The Penny Picture Camera was designed to allow the exposure of isolated sections of the negative. Depending on the template, which was placed directly in front of the film, one glass plate might contain anywhere from 6 to 24 images. This was ideal for creating inexpensive novelty pictures as multiple subjects could be photographed on one negative, reducing cost and labor. Mangum often advertised 25 pictures for 25 cents and also sold photo buttons, two for 25 cents and up. The Penny Picture Camera worked in a step-and-repeat process in which the negative holder was repositioned behind the lens after each exposure, thereby allowing for multiple and distinct exposures to be made on a single glass plate negative. Starting at the top left, the holder would be moved down after each shot. When the bottom was reached, the holder would be moved to the right and then moved upward. This sequence was repeated until the negative was full. The order of the images on the negatives represents the order in which Mangum’s sitters entered the studio, the negatives reasonably representing a day’s work. At the end of each day, Mangum developed and printed the negatives — sometimes using the water of a nearby stream to mix chemicals and wash the prints — and the sitters returned in the morning to retrieve the pictures ordered the day before.

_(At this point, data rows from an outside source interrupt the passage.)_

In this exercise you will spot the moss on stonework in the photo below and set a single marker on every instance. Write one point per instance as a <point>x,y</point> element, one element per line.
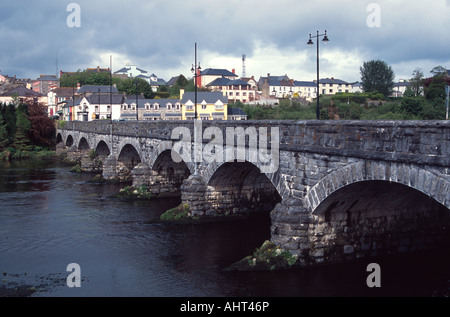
<point>178,213</point>
<point>268,257</point>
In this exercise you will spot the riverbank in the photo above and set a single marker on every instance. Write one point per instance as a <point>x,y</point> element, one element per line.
<point>11,154</point>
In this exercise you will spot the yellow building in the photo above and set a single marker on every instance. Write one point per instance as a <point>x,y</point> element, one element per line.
<point>210,105</point>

The prints in the physical exhibition are made from high-resolution digital scans of Mangum’s glass plate negatives and printed on archival inkjet paper. The images are printed at a larger scale than Mangum’s original prints so that the details, especially in the penny pictures, can be more clearly seen and appreciated. Mangum’s original prints were made as contact prints and reflect the size of the negative with which he was working.